In 1995, Kevin Costner directed several scenes of Waterworld at the airport. The hulk of the Exxon Valdez oil tanker mockup used to sit on the north side of runways 12-30. Prior to Titanic produced in 1997, Waterworld was the most expensive movie ever produced, at $200 million. The movie was an action-adventure drama set far in the future. The polar icecaps had melted and the Earth was covered in water. There was lots of shooting and posturing by Costner, who also starred in the film. The scenes of the ship catching fire and sinking were filmed here at Mojave Airport.

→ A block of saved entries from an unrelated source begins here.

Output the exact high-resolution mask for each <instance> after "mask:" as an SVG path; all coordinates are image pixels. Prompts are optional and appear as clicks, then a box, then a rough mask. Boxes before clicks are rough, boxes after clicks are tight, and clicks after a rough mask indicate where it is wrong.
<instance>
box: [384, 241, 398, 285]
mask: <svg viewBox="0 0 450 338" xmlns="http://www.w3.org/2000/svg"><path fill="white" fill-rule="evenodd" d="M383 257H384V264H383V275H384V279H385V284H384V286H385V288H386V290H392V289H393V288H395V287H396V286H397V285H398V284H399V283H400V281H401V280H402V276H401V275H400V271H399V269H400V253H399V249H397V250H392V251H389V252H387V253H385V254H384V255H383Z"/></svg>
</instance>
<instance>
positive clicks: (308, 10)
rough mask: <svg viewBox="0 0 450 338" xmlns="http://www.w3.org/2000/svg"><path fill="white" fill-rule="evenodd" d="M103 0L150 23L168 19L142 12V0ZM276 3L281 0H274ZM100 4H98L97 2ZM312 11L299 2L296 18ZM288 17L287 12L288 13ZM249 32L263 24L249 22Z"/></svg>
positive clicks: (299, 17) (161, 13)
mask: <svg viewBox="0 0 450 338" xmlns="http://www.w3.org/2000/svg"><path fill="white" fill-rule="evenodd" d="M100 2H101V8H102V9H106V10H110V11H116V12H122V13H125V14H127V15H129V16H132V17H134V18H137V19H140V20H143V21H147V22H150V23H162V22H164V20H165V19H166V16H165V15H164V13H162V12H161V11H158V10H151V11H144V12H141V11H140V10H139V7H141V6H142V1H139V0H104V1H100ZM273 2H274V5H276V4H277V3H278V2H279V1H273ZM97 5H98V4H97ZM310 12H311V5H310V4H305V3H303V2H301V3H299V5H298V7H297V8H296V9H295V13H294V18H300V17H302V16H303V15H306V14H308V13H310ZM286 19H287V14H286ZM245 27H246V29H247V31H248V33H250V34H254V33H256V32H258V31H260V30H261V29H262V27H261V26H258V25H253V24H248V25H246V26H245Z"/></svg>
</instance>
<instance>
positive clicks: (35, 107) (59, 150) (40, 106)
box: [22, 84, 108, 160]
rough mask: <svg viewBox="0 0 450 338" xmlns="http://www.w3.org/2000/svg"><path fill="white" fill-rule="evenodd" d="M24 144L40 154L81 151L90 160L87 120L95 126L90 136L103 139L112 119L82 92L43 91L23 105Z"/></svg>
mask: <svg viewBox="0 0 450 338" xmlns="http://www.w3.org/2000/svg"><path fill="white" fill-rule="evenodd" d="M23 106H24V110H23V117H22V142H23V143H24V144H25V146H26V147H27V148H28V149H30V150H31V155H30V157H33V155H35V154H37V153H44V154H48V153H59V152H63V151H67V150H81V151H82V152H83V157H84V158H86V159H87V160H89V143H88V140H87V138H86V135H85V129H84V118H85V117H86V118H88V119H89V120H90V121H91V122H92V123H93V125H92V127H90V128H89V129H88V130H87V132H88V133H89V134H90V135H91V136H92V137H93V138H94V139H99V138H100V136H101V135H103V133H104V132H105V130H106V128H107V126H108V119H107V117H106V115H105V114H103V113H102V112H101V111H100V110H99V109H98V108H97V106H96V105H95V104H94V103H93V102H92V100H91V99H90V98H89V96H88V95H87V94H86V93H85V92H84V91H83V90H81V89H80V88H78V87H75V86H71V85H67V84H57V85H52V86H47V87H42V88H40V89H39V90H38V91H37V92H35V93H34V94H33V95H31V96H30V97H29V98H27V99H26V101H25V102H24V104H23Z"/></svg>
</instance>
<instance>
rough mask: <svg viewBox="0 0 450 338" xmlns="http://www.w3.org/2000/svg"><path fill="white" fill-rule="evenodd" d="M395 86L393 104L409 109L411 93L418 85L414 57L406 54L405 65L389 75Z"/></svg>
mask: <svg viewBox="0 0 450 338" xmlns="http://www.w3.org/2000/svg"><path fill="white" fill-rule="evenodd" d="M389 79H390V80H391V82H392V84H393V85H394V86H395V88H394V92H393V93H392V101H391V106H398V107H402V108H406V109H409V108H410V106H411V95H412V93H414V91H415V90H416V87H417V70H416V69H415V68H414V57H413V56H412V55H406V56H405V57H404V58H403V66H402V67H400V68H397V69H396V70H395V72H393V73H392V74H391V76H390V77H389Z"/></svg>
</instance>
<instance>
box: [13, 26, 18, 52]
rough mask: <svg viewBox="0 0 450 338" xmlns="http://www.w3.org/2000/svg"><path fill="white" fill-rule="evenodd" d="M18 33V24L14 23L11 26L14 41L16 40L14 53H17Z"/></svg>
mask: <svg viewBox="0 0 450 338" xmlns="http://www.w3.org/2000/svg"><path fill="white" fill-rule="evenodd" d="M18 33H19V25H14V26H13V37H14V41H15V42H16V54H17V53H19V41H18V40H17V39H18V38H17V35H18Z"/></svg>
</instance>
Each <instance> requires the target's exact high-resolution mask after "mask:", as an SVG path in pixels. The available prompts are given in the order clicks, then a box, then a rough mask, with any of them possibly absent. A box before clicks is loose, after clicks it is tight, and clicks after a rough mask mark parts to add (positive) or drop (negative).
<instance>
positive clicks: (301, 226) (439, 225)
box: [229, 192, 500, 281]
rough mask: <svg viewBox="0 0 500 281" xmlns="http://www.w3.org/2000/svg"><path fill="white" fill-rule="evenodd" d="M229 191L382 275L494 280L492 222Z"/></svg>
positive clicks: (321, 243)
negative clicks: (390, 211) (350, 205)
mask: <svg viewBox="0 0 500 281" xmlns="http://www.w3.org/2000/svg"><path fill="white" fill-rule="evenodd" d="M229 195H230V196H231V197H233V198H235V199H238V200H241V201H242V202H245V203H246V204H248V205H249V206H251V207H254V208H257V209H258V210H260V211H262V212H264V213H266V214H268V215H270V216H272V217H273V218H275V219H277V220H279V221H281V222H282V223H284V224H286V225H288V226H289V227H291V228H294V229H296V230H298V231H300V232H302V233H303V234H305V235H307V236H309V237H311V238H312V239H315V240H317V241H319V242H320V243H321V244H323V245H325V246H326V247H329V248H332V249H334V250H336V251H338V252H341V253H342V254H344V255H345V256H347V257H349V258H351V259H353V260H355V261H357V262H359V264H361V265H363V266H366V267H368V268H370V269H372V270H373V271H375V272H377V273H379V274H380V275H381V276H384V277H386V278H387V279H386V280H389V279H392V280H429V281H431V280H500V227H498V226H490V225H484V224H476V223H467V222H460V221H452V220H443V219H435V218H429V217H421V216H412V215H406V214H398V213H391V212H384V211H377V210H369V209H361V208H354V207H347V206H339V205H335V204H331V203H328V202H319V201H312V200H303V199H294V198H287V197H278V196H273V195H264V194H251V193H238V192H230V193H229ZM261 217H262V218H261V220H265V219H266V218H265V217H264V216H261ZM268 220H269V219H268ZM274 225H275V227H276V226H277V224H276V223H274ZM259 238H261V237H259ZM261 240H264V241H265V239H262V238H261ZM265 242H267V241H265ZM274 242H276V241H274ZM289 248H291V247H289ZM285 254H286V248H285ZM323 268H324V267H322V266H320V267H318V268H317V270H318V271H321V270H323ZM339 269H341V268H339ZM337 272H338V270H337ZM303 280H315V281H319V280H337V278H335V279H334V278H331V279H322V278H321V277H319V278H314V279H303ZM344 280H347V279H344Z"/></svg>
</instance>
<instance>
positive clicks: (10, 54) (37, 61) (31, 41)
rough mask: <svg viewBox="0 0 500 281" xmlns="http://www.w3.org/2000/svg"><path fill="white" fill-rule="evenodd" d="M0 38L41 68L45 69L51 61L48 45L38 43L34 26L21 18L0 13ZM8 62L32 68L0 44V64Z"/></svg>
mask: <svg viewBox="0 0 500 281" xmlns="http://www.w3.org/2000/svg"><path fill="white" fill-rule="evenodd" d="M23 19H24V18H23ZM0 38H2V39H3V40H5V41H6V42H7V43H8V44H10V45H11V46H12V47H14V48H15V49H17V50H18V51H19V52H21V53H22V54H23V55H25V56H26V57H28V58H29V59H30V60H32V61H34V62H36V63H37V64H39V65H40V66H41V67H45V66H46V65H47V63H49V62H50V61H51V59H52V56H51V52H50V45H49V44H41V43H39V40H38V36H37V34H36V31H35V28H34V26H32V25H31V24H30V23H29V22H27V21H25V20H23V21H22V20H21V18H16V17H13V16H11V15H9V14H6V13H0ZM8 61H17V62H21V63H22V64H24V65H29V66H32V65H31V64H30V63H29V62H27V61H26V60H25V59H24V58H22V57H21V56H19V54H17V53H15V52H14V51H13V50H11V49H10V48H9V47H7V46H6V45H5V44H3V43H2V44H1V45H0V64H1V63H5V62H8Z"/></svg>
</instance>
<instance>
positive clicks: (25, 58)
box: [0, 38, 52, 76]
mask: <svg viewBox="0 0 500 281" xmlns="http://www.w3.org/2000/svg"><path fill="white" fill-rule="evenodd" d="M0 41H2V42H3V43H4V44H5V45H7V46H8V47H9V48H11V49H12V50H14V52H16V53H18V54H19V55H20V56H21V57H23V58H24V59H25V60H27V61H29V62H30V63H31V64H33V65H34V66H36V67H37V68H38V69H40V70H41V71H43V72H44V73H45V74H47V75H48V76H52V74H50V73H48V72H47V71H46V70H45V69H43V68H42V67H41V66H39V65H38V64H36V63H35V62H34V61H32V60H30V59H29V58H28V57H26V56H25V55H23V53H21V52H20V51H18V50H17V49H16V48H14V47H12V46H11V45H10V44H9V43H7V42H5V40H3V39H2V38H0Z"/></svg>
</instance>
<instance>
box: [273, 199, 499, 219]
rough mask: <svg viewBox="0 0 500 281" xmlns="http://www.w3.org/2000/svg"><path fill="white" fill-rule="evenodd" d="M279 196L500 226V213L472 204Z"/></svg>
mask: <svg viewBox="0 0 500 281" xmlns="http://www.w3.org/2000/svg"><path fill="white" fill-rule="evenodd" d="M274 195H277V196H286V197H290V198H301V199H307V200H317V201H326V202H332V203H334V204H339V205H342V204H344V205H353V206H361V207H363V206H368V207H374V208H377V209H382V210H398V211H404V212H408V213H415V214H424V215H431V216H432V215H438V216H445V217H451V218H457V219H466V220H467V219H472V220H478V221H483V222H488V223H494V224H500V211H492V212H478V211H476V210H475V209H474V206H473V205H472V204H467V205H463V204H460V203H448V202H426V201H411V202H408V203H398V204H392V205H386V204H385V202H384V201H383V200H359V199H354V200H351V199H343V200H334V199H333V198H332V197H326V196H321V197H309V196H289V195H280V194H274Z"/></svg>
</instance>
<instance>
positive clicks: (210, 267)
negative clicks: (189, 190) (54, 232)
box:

The movie crew hired a backhoe and other heavy equipment, dug a huge hole, filled it with water, then came in the next morning to shoot the scene and all the water was gone! Guess they didn’t realize they were in the desert and the water just soaked into the dirt. Next time, they lined the hole with plastic.
Stunt Coordinator/Pilot Craig Hosking, one of the foremost aerial stunt coordinators in Hollywood, flew the Pilatus Porter that crashed into the Exxon Valdez. Al and I watched Craig zoom the aircraft up a ramp, become airborne, and then crash into a structure that was supposed to be on the ship. One of the wheels on the amphibious floats knocked out a camera that was mounted by the ramp, and it was pretty tense for a few minutes.
In 2003, there was a production shoot for the television series Alias at Mojave Airport. They needed a Fairchild C-123K for several scenes with Jennifer Garner. It was a particularly gruesome scene where a guy gets kicked into a running engine. Of course, it was really running when they were filming, but again, the magic of Hollywood can make anything look real.
People always enjoy meeting the stars, and my son was no exception. Jennifer Garner is a lovely person and didn’t seem to mind posing for photos.
In 2003, the Val Kilmer film, Spartan, a political thriller with Daavid Mamet as director, was filmed at Mojave Airport. UH-1H helicopters and the Fairchild C-123K Provider seem to be the aircraft wanted in the thriller action movies during those days. Everyone recognizes the Huey by sight and sound, but the C-123K is more unusual. The Spartan movie crew filmed at the airport two separate times, once at our hangar in April 2003 and later during the summer in a hangar owned by BAE Systems. During the latter shoot, they pulled our C-123 and two UH-1H Huey’s into the huge hangar and filmed scenes for a couple of days.
In 2006, Clint Eastwood came to Mojave Airport to film scenes for the movie Flags of our Fathers. Crews brought palm trees in to make the airport appear to be located in the South Pacific. A Douglas DC-3 was flown onto Runway 30, made famous by all of the SpaceShipOne and SpaceShipTwo landings. The movie was based on the 2000 book of the same name, written by James Bradley and Ron Powers, about the 1945 Battle of Iwo Jima and the five Marines and one Navy corpsman who were involved in raising the American Flag on Iwo Jima and the aftereffects of that event on their lives.
Today the aircraft boneyard and other locations at Mojave Air and Space Port are still used for Hollywood movies and TV shows, which helps to bring in revenue for the airport.